Five years later, biofuels have been criticized and critics charge that devoting millions of hectares of agricultural land to fuel crops is driving up food prices and the climate benefits of biofuels are modest. The policies of the Brazilian government have compounded the effects of the global economic downturn.
The domestic consumption of liquid ethanol in 2012 has been 26% lower than for the same period in 2008 and forty-one of Brazil’s roughly 400 sugar cane ethanol plants have closed during that span. The price of pure ethanol is so high that in most states it’s cheaper to fill up with petrol blends that contain 20% ethanol. The shift back to fossil fuels, combined with the rapid growth in the number of cars on Brazil’s roads, has worsened smog and caused emissions in the transport sector to spike.
Brazil’s ethanol experience is an example of what can happen when climate and energy planning clash with economic decision-making. Problems began with the 2008 economic crisis, which stalled new investments in the sector just as it was expanding rapidly. The industry fell back on harvesting cane from older, less productive sites instead of developing new plantations. Average yields plummeted from 115 tonnes per hectare in 2008 to 69 tonnes in 2012. This has forced Brazil to import 1.5 billion liters of maize ethanol from the USA in the last 2 years.

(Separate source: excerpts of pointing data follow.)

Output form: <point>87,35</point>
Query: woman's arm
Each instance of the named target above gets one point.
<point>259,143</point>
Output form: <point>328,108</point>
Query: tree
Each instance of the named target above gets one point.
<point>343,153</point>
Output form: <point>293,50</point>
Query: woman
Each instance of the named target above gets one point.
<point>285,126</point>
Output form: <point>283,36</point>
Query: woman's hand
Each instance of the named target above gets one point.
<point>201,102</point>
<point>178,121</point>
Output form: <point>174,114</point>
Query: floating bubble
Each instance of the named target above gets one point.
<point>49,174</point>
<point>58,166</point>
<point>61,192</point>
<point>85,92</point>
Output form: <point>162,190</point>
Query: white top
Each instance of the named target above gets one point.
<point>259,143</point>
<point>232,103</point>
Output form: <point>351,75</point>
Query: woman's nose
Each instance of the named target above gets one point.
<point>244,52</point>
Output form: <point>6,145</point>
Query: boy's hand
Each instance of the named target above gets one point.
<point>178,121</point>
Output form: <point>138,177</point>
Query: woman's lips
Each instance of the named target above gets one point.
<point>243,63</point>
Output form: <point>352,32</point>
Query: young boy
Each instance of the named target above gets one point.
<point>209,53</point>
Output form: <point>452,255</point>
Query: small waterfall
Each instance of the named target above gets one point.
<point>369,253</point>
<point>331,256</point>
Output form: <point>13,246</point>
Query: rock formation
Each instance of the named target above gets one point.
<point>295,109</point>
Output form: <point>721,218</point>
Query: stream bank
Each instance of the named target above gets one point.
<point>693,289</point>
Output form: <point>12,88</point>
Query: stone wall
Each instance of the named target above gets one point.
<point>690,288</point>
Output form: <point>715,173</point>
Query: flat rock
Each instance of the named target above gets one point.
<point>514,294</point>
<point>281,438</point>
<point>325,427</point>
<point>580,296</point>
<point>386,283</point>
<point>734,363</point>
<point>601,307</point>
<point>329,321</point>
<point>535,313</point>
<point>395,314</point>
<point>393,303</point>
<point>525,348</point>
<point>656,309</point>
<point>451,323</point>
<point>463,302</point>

When the government decided to freeze the price of petrol and diesel in order to keep inflation under control, biofuels became less competitive. The federal fuel tax and fossil-fuel subsidies have since been promised to be reduced to zero and phased out by President Dilma Rousseff.
In the meantime, the government has tried to stimulate the economy by offering tax breaks on new cars. This, combined with the cost of ethanol, decreased alcohol in the transport fuel matrix from 55% in 2008 to 35% in 2012.
This situation is unsustainable, and the government has assured that petrol prices will go up next year and the blend of ethanol will rise from 20% to 25%, the maximum allowed by law. But it will take the industry time to bounce back, and ethanol will remain expensive for the next two years.
Today, Brazil is hoping to tap into a new biofuel source stemming from the tough cellulose in plant stalks. Cellulose is difficult to break down and ferment, but several facilities in the USA are on the verge of making commercial cellulosic ethanol by using specialized enzymes to break down cellulose.
Once this technology is mature, it could double fuel yield per hectare. However, researchers believe nothing will compete with sugar cane ethanol until 2050.